William G. Nagel, 92, president of the American Foundation in Philadelphia from 1969 to his retirement in 1983, died of congestive heart failure on March 30 at his home at Sunrise Assisted Living in Boulder, Colo.

William G. Nagel, 92, president of the American Foundation in Philadelphia from 1969 to his retirement in 1983, died of congestive heart failure on March 30 at his home at Sunrise Assisted Living in Boulder, Colo.

Now known as the Bok Tower Gardens Foundation, the the entity operated an institute of corrections, of which Mr. Nagel was director.

The institute conducted national studies that resulted in the 1973 work The New Red Barn: A Critical Look at the Modern American Prison, said son William F.

Much of Mr. Nagel's career was focused on prisons, his son said.

Born in Trenton, Mr. Nagel graduated from Trenton Central High School, attended what is now Wake Forest University for two years before money ran out, and took a job on the Philadelphia docks with Swift & Co.

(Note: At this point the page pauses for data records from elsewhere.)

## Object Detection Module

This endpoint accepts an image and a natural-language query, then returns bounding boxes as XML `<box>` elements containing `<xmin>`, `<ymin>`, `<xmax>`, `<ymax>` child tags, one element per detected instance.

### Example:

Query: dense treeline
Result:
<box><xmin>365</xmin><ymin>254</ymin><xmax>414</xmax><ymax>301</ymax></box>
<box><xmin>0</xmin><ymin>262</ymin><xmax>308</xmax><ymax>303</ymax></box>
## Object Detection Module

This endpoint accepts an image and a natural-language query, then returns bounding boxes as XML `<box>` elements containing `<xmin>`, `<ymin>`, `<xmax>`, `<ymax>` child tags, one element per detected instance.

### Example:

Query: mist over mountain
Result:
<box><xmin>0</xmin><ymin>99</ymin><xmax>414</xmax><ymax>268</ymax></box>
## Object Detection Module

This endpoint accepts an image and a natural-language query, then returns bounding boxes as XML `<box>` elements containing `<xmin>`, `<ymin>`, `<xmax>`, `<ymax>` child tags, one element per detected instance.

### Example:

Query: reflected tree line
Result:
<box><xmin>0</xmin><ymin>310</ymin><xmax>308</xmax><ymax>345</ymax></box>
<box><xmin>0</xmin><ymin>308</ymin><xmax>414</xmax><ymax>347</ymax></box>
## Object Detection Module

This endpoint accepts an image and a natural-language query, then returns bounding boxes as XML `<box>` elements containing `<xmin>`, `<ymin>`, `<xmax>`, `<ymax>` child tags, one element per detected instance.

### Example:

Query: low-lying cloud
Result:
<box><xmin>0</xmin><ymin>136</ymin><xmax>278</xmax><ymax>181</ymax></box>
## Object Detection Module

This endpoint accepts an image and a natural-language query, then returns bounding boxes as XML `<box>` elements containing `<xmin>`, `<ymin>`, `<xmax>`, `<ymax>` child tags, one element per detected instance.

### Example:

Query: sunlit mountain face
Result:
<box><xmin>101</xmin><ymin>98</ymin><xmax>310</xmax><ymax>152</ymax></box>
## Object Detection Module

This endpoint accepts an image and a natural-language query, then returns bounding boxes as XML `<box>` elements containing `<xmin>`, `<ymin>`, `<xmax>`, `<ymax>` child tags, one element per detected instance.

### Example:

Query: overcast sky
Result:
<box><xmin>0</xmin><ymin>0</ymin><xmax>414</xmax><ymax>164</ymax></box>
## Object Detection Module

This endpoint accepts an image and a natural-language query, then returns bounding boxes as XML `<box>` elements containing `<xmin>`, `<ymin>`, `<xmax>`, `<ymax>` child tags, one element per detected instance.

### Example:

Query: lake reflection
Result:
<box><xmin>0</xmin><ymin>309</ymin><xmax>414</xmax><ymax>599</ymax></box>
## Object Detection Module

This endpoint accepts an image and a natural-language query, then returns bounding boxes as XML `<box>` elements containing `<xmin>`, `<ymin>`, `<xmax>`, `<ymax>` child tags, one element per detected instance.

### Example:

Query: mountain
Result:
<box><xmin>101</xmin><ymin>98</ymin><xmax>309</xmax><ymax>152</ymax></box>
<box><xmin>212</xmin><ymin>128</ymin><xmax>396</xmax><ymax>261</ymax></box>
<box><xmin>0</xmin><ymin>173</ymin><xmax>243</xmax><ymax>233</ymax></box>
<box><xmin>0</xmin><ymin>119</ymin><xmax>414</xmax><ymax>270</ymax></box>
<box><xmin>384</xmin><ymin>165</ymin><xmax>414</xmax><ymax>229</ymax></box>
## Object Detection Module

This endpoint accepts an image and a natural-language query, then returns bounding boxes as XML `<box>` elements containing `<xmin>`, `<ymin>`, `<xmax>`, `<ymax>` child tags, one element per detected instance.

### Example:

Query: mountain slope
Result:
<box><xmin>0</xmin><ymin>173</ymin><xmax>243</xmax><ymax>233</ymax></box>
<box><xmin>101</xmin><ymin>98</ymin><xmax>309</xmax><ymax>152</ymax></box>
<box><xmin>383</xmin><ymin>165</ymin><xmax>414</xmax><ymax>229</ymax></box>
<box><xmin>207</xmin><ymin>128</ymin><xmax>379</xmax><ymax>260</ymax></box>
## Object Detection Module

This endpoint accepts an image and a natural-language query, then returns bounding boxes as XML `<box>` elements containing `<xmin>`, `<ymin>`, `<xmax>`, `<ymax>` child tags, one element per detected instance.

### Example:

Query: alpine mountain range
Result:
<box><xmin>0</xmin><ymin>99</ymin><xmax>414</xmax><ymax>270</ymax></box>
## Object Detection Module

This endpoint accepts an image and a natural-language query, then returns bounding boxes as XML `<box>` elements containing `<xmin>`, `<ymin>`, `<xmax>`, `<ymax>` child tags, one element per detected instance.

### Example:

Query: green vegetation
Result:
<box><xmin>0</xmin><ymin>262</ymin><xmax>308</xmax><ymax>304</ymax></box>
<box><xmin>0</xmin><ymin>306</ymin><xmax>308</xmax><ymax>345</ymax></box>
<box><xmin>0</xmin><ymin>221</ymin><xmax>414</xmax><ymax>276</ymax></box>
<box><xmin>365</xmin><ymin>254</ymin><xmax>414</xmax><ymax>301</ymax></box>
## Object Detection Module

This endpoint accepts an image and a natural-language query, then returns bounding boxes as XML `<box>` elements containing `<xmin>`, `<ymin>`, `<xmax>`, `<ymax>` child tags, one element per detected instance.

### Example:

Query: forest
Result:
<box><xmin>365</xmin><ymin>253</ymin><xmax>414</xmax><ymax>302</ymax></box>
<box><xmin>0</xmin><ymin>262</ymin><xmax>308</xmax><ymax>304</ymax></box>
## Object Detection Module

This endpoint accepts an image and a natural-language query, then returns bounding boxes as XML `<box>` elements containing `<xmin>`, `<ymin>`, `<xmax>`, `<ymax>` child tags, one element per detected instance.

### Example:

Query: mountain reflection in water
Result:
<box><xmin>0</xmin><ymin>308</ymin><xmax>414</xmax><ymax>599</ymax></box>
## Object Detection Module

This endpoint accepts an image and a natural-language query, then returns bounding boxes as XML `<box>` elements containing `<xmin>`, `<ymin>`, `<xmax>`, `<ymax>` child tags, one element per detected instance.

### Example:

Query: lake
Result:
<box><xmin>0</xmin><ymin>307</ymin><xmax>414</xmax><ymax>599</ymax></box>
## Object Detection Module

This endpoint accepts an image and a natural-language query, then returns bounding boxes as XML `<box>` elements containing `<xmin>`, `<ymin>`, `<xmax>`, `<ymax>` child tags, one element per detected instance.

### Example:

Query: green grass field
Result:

Transferred to Chicago, he worked as a management trainee at Swift stockyards while studying business at the University of Chicago.

In April 1941, he enlisted in the Army and spent 34 months in the South Pacific, eventually earning his officer's commission.

Using the GI Bill, he earned a master's degree in social work from the University of Pennsylvania in 1948. From 1949 to 1960, he worked at the state reformatory at Bordentown, N.J., rising to associate superintendent.

The National Council on Crime and Delinquency recruited him to help with state-prison reform, his son said, working out of NCCD offices in Charleston, W.Va., from 1960 through 1962 and Harrisburg from 1962 through 1964.

Mr. Nagel served as vice chairman of the Pennsylvania Governor's Justice Commission and the Criminal Justice Advisory Board of the Edna McConnell Clark Foundation.

Haverford College awarded him an honorary doctorate in 1978, his son said, citing his "years of wise, compassionate and devoted leadership in correctional reform and criminal justice."

The NCCD gave him its Roscoe Pound Award, his son said, and he received the Pennsylvania Prison Society Award for Outstanding Service and the first Criminal Justice Achievement Award of the Citizens Crime Commission of Philadelphia.

Besides his son William, Mr. Nagel is survived by two more sons, Jack and Robert; 10 grandchildren; three great-grandchildren, and a sister. His wife, Ethel, died in 2003.

A memorial service is to take place at 3 p.m. April 18 at Sunrise Assisted Living in Boulder, Colo.